En tercer lugar, hemos de acertar a testimoniar esa Fe. Vivimos en un mundo plural, que no sólo no es tolerante siempre hacia el hecho cristiano, sino a veces tremendamente hostil por razones muy diversas. Evitar la arrogancia al testimoniar a Jesucristo, y evitar también el complejo para no anunciarle jamás. El testimonio hoy nos debe mover a la audacia de la nueva evangelización.
Comunión eclesial y Plan Pastoral diocesano
Este era el nuevo mandamiento, el único mandamiento, la gran novedad: seguir al Maestro Bueno, dejando todo lo demás. La salvación no es fruto de nuestras conquistas, de nuestros pagos cumplidores y cumplimentadores, es un don, un regalo, una gracia, que Dios da en su Hijo: la salvación es encontrarse con Jesucristo. Seguirle e imitarle, ha sido lo que han hecho los que verdaderamente se han encontrado con Él. Un encuentro que no se ha quedado en intimismo privado, sino en una santidad que da gloria a Dios y que bendice a los hermanos fructificando en mil empresas de caridad, de humanización, de libertad, de justicia y de paz. No se trata de comprar la salvación, sino de decir con sencillez dónde tenemos el corazón.
En el marco de esta celebración con la que abrimos en nuestra Diócesis el Año de la fe, haré entrega a la comunidad cristiana de mi exhortación postsinodal como reflexión personal de todo este largo recorrido que hemos hecho a través del Sínodo, y que ayudará a la realización del Plan de Pastoral Diocesano en el que ya estamos trabajando. Jesús resucitado se ha puesto a caminar junto a nosotros, nos ha recordado la historia a la que fuimos llamados, y tras habernos abierto los ojos y encendido el corazón, ha despertado la comunión con los hermanos con los que anunciar esa Buena Noticia de que ha resucitado venciendo la muerte y todos sus aliados.
Esta es la llamada que hemos recibido en este momento de la historia, de caminar con nuestra generación anunciando el Evangelio que a nosotros se nos ha proclamado en el encuentro con Jesucristo resucitado.
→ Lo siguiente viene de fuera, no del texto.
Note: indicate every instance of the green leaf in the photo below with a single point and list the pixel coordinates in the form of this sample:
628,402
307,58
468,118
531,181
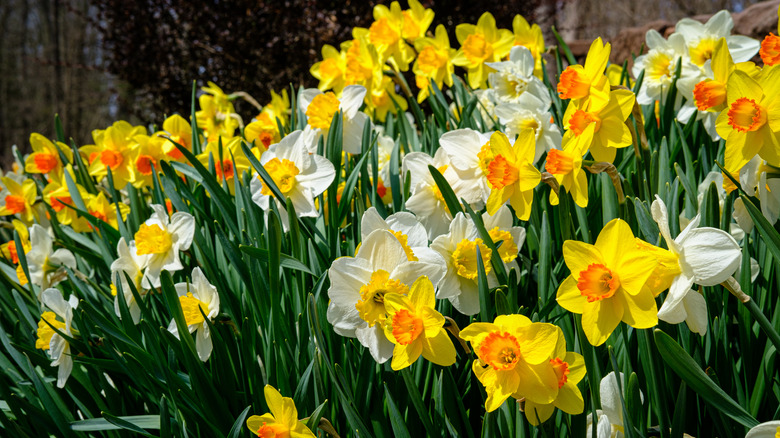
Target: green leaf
689,371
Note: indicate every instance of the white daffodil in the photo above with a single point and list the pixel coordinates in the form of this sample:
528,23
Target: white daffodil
161,239
515,77
467,149
426,201
45,264
659,65
320,108
459,249
196,297
359,284
532,112
770,429
700,39
60,316
706,256
130,263
511,238
299,175
407,229
610,417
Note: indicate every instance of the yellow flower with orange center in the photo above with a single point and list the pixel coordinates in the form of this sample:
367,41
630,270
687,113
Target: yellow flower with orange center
569,369
45,158
18,199
511,174
514,356
322,109
751,119
416,328
281,422
770,50
608,282
480,44
589,82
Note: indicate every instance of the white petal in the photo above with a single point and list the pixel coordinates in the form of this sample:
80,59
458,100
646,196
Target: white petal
711,254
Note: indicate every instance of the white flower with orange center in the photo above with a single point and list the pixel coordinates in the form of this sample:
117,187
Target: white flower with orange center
197,298
299,175
426,201
320,108
358,286
161,239
751,121
59,316
130,263
513,359
459,249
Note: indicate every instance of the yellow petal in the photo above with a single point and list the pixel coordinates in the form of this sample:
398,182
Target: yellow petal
600,318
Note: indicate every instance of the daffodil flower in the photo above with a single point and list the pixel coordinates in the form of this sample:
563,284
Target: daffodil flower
512,78
608,282
130,263
588,83
320,108
416,328
569,368
480,44
707,256
426,200
197,298
511,174
45,158
44,263
60,316
161,239
513,359
281,422
299,175
358,286
18,199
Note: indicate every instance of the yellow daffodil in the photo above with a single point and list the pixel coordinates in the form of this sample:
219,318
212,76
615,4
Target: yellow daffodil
610,130
331,71
514,356
45,158
179,131
566,165
417,20
18,199
99,207
589,82
481,43
385,34
281,422
511,173
751,119
416,328
569,368
434,62
608,282
114,149
530,37
217,116
9,250
146,158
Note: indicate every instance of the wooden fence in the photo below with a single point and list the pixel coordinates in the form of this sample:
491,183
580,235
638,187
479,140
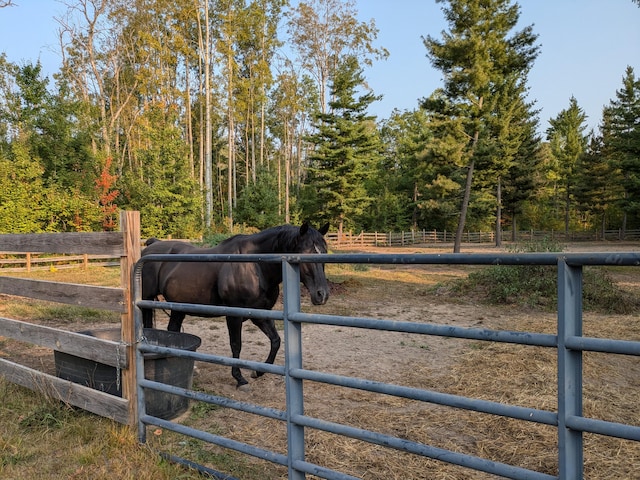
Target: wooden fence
414,237
124,245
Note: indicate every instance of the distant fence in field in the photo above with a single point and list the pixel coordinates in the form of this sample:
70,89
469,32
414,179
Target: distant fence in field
21,261
413,237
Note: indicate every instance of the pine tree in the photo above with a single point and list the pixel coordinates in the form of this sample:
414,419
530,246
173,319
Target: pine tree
568,142
347,148
621,132
477,57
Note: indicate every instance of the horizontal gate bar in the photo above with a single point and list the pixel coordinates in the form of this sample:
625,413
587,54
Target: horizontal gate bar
217,359
321,472
216,440
533,258
456,401
436,453
601,427
211,310
505,336
215,400
604,345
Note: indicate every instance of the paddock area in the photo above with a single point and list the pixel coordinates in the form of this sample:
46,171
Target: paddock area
492,371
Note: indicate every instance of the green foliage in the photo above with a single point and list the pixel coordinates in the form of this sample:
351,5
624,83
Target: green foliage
258,203
535,286
347,147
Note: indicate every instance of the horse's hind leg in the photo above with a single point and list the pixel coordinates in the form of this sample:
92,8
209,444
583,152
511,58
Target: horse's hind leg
234,325
268,327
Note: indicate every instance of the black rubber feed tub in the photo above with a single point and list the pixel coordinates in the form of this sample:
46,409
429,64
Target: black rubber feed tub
160,368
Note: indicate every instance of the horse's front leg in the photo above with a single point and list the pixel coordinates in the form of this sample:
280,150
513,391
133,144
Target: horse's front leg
175,321
268,327
147,318
234,325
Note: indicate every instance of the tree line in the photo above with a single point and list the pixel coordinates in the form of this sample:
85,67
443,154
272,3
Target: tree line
228,115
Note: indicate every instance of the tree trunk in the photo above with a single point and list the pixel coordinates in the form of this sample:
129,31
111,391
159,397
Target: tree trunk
499,214
208,164
467,189
463,210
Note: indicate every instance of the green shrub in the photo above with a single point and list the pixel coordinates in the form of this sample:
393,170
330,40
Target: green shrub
536,285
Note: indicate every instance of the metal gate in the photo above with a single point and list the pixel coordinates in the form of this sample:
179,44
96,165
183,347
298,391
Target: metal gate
569,343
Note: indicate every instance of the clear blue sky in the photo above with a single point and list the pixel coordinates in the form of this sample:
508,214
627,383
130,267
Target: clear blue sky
586,46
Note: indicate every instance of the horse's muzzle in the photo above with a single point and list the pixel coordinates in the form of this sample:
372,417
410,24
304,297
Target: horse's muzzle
319,297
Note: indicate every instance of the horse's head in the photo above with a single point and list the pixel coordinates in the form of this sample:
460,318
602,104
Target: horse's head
312,275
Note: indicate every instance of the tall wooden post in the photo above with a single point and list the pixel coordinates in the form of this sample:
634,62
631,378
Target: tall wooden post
130,228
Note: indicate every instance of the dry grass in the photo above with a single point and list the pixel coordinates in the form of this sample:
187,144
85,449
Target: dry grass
518,375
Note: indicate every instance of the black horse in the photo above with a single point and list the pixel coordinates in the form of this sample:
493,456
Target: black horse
234,284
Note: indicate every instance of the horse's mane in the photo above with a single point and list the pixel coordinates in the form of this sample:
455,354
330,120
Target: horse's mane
281,237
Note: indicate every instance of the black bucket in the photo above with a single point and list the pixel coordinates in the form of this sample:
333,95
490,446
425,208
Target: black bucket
171,370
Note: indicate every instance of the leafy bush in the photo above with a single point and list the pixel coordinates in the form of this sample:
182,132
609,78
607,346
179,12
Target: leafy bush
536,285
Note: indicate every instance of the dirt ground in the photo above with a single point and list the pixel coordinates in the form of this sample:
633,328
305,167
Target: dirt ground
442,364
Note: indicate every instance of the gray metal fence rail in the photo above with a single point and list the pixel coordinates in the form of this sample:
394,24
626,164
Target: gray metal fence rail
569,343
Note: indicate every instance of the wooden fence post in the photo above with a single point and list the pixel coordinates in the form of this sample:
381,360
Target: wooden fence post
130,228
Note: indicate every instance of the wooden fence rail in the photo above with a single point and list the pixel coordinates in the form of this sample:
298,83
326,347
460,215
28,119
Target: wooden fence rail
413,237
124,246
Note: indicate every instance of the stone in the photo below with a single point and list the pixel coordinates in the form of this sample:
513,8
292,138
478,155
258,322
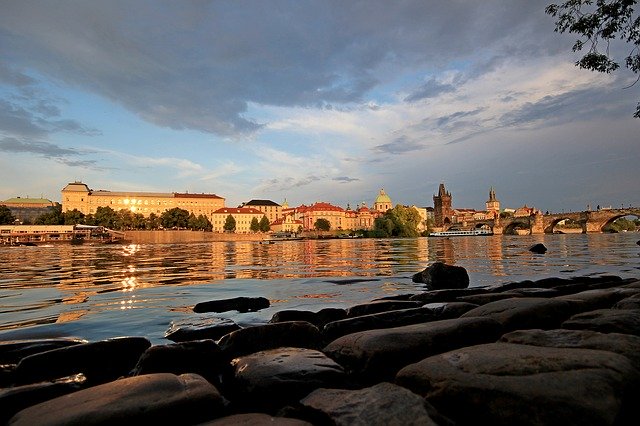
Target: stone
378,354
273,378
538,248
383,404
17,398
439,276
100,361
202,357
389,319
297,334
150,399
524,313
240,304
626,321
509,384
623,344
254,419
200,328
12,351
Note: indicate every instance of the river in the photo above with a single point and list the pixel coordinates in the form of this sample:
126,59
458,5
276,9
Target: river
98,292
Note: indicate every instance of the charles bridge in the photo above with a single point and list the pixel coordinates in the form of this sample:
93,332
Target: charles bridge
590,221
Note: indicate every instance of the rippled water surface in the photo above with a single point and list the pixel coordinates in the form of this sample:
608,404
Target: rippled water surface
105,291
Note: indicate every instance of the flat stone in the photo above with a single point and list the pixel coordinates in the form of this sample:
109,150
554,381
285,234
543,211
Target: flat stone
240,304
509,384
297,334
255,419
623,344
626,321
523,313
383,404
100,362
200,328
379,354
153,398
277,377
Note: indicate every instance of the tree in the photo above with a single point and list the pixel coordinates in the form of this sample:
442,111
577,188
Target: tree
6,217
230,224
255,226
604,21
265,226
322,225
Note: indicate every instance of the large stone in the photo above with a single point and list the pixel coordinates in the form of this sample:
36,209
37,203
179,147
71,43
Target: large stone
203,357
240,304
297,334
273,378
379,354
438,276
524,313
509,384
100,362
626,321
383,404
150,399
200,328
623,344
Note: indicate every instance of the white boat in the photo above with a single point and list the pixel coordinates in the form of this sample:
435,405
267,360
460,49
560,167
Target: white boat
459,233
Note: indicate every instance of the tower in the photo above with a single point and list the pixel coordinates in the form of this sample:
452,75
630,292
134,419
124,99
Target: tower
442,211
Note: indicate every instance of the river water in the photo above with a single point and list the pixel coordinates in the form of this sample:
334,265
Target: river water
98,292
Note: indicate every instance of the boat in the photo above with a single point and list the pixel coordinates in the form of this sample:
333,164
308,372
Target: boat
462,233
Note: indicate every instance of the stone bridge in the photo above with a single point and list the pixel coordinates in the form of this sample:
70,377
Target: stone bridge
590,221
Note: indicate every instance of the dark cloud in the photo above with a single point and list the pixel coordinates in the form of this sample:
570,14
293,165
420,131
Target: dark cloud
199,65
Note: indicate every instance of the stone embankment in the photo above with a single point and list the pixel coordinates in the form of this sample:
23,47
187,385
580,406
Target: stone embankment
551,351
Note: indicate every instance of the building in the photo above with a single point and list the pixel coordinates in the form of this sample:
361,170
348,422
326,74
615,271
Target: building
442,211
77,195
271,209
27,209
242,215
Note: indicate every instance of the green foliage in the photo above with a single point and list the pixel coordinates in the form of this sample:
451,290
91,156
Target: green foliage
600,21
399,221
6,217
230,224
175,218
322,225
264,224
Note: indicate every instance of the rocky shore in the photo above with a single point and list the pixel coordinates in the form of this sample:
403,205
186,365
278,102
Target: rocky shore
551,351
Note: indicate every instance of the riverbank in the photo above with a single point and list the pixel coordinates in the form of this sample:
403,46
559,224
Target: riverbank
549,351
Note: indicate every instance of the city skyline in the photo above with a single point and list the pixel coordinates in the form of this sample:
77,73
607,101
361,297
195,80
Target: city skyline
311,101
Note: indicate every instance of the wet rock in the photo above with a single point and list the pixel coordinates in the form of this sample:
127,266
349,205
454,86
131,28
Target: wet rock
538,248
378,354
200,328
525,313
297,334
623,344
17,398
255,419
626,321
508,384
273,378
240,304
12,351
149,399
380,306
398,318
383,404
100,362
439,276
202,357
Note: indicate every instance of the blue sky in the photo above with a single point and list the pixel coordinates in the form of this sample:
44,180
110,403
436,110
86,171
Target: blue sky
311,101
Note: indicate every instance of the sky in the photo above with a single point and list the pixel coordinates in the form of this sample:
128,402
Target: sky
312,101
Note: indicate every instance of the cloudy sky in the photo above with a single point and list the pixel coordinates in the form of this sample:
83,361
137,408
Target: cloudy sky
311,101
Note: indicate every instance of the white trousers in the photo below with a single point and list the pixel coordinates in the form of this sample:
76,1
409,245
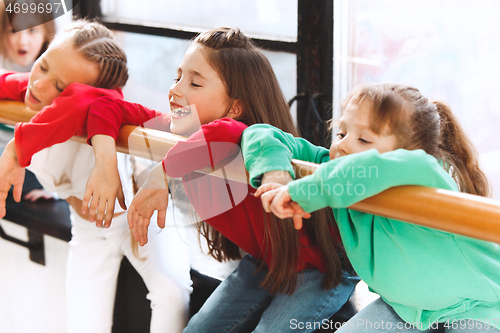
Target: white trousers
93,264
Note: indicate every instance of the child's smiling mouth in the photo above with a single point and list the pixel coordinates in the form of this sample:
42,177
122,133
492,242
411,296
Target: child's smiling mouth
178,112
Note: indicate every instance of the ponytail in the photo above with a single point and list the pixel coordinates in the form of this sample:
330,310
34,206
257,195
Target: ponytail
460,155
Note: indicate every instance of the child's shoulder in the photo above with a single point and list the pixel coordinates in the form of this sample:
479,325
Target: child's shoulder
83,90
224,127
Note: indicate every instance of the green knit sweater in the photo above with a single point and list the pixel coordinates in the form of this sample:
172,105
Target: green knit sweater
426,275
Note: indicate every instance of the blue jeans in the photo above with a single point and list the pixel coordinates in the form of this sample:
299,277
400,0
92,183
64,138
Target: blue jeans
240,305
378,316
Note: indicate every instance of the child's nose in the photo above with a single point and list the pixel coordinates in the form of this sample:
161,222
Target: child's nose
23,37
343,146
175,90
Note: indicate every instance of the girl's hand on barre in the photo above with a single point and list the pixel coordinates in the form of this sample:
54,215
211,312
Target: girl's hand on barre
145,202
104,185
153,195
276,199
11,173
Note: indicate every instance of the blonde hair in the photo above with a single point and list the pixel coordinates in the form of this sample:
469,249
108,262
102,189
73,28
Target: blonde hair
97,43
419,123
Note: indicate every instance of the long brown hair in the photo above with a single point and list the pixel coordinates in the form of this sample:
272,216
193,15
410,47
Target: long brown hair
421,124
248,77
5,27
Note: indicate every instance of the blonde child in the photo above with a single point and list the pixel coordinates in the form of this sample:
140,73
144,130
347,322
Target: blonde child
81,65
20,48
224,84
18,52
390,135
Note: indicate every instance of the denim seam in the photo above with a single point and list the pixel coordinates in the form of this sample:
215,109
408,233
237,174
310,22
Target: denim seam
267,300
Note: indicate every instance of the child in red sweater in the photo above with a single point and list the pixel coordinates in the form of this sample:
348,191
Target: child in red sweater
224,84
62,91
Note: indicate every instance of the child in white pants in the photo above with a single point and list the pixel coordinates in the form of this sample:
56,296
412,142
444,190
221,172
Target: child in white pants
95,254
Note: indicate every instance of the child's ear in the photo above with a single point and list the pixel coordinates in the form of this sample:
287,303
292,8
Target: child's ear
236,110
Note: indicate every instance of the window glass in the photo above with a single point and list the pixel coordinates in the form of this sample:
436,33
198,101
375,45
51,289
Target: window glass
445,48
266,18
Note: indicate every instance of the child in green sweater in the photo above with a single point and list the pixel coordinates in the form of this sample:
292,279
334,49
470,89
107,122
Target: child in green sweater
390,135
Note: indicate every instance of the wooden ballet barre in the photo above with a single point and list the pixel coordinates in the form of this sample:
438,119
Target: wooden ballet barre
455,212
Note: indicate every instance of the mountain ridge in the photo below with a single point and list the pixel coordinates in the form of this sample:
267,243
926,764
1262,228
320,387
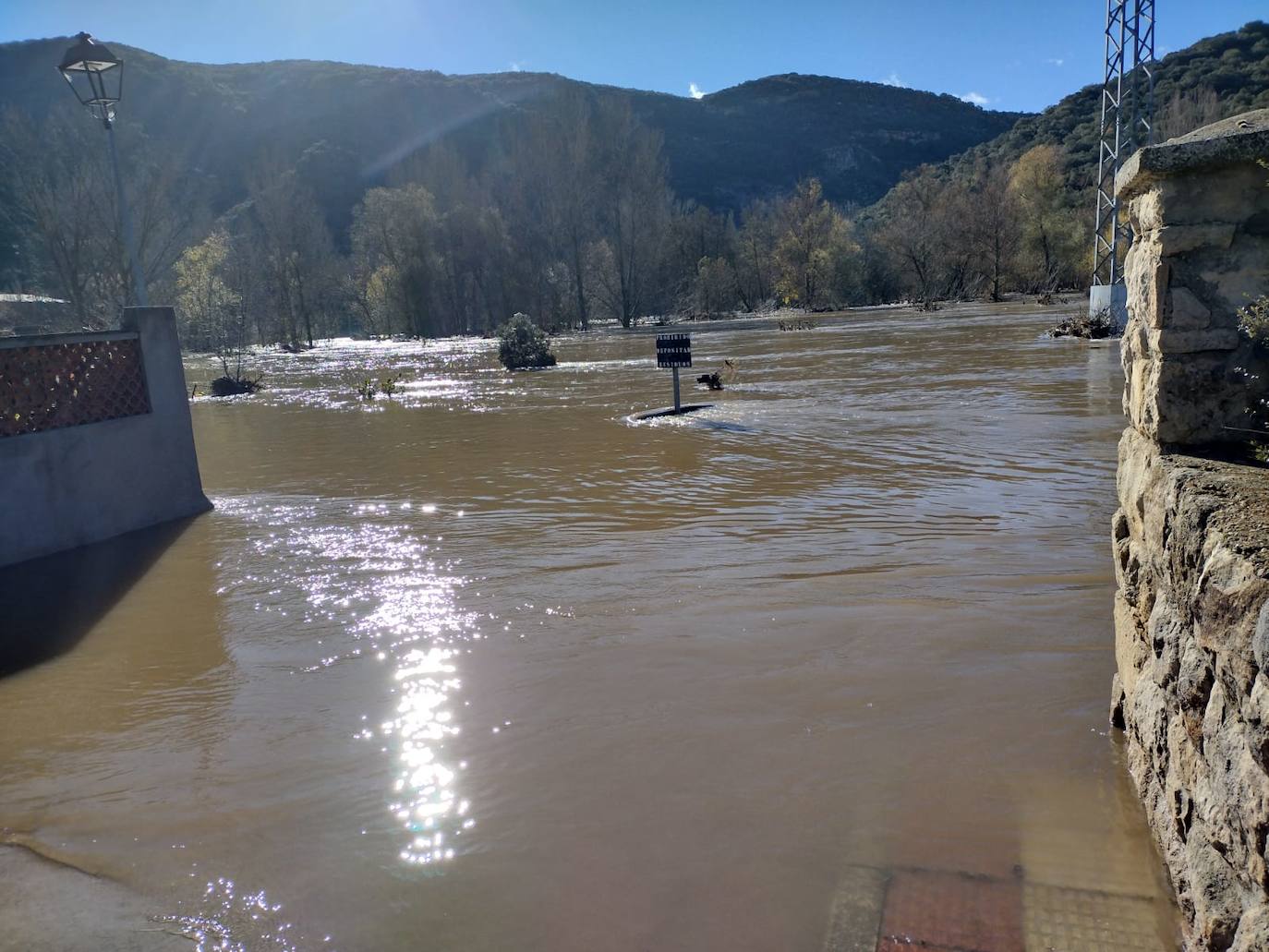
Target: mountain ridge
749,141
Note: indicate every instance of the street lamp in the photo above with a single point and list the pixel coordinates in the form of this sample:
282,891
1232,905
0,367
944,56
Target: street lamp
95,75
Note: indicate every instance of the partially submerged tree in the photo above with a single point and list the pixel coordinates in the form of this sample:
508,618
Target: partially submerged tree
523,344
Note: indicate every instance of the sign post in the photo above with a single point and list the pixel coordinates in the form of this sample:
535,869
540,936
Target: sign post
674,351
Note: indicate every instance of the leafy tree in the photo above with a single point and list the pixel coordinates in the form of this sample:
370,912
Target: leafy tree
522,344
211,311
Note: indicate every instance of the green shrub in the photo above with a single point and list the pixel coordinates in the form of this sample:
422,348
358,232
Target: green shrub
522,343
1254,321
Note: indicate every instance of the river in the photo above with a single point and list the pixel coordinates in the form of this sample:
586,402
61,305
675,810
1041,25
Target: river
489,666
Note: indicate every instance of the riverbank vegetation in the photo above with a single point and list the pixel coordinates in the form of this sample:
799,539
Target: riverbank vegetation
566,212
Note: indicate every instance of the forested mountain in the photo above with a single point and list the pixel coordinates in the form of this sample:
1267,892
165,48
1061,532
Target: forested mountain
289,200
1015,212
1210,80
752,141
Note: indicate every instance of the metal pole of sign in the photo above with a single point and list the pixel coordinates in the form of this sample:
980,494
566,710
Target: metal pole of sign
139,278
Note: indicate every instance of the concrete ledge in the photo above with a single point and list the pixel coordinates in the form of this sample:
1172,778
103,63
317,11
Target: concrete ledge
70,487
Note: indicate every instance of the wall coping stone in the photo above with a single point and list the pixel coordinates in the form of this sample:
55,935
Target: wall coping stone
1232,141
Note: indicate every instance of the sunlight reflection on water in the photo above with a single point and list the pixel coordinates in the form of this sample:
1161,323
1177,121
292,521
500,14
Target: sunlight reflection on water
379,583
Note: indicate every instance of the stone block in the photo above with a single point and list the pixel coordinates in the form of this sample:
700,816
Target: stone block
854,921
1179,239
1190,342
1186,311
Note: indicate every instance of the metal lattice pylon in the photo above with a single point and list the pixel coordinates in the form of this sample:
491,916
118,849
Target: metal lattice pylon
1127,122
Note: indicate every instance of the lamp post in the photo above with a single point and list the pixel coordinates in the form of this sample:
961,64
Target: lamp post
95,75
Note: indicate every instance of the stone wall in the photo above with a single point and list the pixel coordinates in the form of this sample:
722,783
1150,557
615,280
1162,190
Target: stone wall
105,448
1191,535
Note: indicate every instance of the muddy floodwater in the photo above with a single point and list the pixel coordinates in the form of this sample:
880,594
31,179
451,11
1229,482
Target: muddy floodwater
489,666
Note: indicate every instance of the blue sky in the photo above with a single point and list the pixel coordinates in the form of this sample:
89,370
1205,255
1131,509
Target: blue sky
986,51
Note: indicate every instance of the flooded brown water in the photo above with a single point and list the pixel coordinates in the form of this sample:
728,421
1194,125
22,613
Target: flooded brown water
488,666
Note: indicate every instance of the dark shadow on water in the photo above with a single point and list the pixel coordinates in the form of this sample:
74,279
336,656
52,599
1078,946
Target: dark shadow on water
722,426
48,605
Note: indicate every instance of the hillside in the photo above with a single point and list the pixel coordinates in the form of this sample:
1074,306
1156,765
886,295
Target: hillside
1235,66
750,141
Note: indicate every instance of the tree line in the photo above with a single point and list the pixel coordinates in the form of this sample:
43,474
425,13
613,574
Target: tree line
570,220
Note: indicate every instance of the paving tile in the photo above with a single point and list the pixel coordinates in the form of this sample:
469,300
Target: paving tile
1059,919
854,922
952,910
900,946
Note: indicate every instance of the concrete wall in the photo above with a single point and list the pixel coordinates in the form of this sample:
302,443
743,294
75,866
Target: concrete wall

La plaza de Jerusalén como en el primer Pentecostés es hoy la plaza de nuestro mundo, y en ese inmenso areópago, en ese atrio de gentiles y de creyentes, hemos de saber contar las maravillas de Dios en todos los lenguajes.
Que nuestra Madre la Santina de Covadonga, feliz porque ha creído, nos ayude a ser cristianos de nuestros días como hombres y mujeres de fe que creen lo que Dios dice y lo llevan a la vida. Que Ella y nuestros santos nos guarden y nos bendigan.